Hearing and Doing the Word

19 You must understand this, my beloved: let everyone be quick to listen, slow to speak, slow to anger; 20 for your anger does not produce God’s righteousness. 21 Therefore rid yourselves of all sordidness and rank growth of wickedness, and welcome with meekness the implanted word that has the power to save your souls.

22 But be doers of the word, and not merely hearers who deceive themselves. 23 For if any are hearers of the word and not doers, they are like those who look at themselves in a mirror; 24 for they look at themselves and, on going away, immediately forget what they were like. 25 But those who look into the perfect law, the law of liberty, and persevere, being not hearers who forget but doers who act—they will be blessed in their doing.

26 If any think they are religious, and do not bridle their tongues but deceive their hearts, their religion is worthless. 27 Religion that is pure and undefiled before God, the Father, is this: to care for orphans and widows in their distress, and to keep oneself unstained by the world.

Opening prayer
Many of you know that I spent my first years of ministry caring for college students here at Western Washington University with a ministry called the INN. The INN was a gathering and service ministry for students to connect with one another during their college journey, form small groups, study the Scriptures, serve in the city and on service trips, and grow in God’s forming love through worship and fellowship.
Our staff would sit together leading up to each new quarter and consider what kind of teaching students might need. We would map out the quarter, put a theme together, and build our worship times around the focus.
One Fall, we chose to frame our teaching around this passage, specifically around vs. 27:
The New Revised Standard Version Hearing and Doing the Word

27 Religion that is pure and undefiled before God, the Father, is this: to care for orphans and widows in their distress, and to keep oneself unstained by the world.

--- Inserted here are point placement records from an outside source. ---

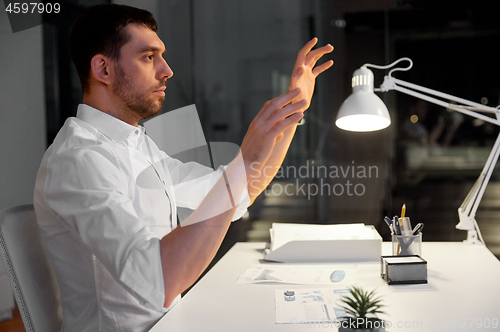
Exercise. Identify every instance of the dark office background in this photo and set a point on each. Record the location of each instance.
(230, 56)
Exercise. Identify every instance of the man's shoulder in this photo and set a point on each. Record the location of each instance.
(77, 138)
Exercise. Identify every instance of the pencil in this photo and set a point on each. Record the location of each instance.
(403, 211)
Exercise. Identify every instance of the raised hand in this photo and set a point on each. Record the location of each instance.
(305, 71)
(268, 125)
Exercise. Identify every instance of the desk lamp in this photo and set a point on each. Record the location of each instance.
(365, 111)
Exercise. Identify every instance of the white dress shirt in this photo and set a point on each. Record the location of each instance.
(104, 197)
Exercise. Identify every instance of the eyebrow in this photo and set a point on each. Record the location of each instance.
(152, 49)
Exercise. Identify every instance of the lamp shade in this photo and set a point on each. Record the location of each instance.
(363, 110)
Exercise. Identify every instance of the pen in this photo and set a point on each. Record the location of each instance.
(388, 221)
(418, 228)
(403, 211)
(397, 228)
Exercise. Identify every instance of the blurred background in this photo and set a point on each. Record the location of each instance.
(230, 56)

This was a significant time of transition in campus ministry and this passage put it into focus. Many students and young adults were gravitating towards more fundamentalist/rigid expressions of religion. This was back in the late 2000s, when the neo-Calvinist movement was in full swing. Mars Hill Church in downtown Seattle, with its charismatic and power-hungry pastor, Mark Driscoll, was at its height of popularity. Students were drawn to this black and white version of religion. Driscoll’s version of Christianity was foul-mouthed and stark — there were clear winners and losers in his brand of faith. Power, position, traditional gender roles, and unwavering, clean cut answers to the questions of the scriptures were the theme. You could say it was its own brand of “old time religion.”
And we were struggle with students who embraced this brand of theology and religious reflection and became quite antagonistic of the churches that did not tow the same line. So, approaching students with this text of what “pure and undefiled” religion looked like was provocative, pushing us to wrestle with a purity that looked very different than having all of the right answers. This kind of “religion” was pure because it was focused on the poor, the disenfranchised, the hurting. Orphans and widows in their distress don’t have much time for power-hungry theologies or black and white answers that ignore their plight.
To approach students with this kind of teaching was to push them towards a faith lived out in practice. It is all well and good if we believe things, but when they do not take us into active engagement with the hurting and those in need, then do they really matter?
One of the most important gleanings I take from this text in James and much of the wisdom he offers is that healthy faith, pure and undefiled religion, must find integration. It must be able to take the head and the heart and put them together. To take contemplation and action and make them partners, not separate streams of living the faith.
What is also provocative about this text in the context of right and wrong religion and the complexities of engaging our world is that it pushes us to ask more questions: who are the orphaned, who are the widowed? Where do we see them pushed out by our world, left behind and lacking support?
Maybe you don’t know many people who are orphans, literally. But what about the man who’s just been laid off from his longtime job? Has he not been orphaned? Or the wife who’s husband didn’t die, but instead, he left her for someone new? Is the first wife not widowed, in a sense?
I want to invite us to take a moment to turn and talk with our neighbor about this. First, who are the orphans in our world?
For those of you at home and online, I invite you to jump into the chat and start sharing your ideas with each other. Take this time to open up in that way with your digital neighbors. I’ll give you a few minutes. So find a partner or two and discuss — who does our world orphan?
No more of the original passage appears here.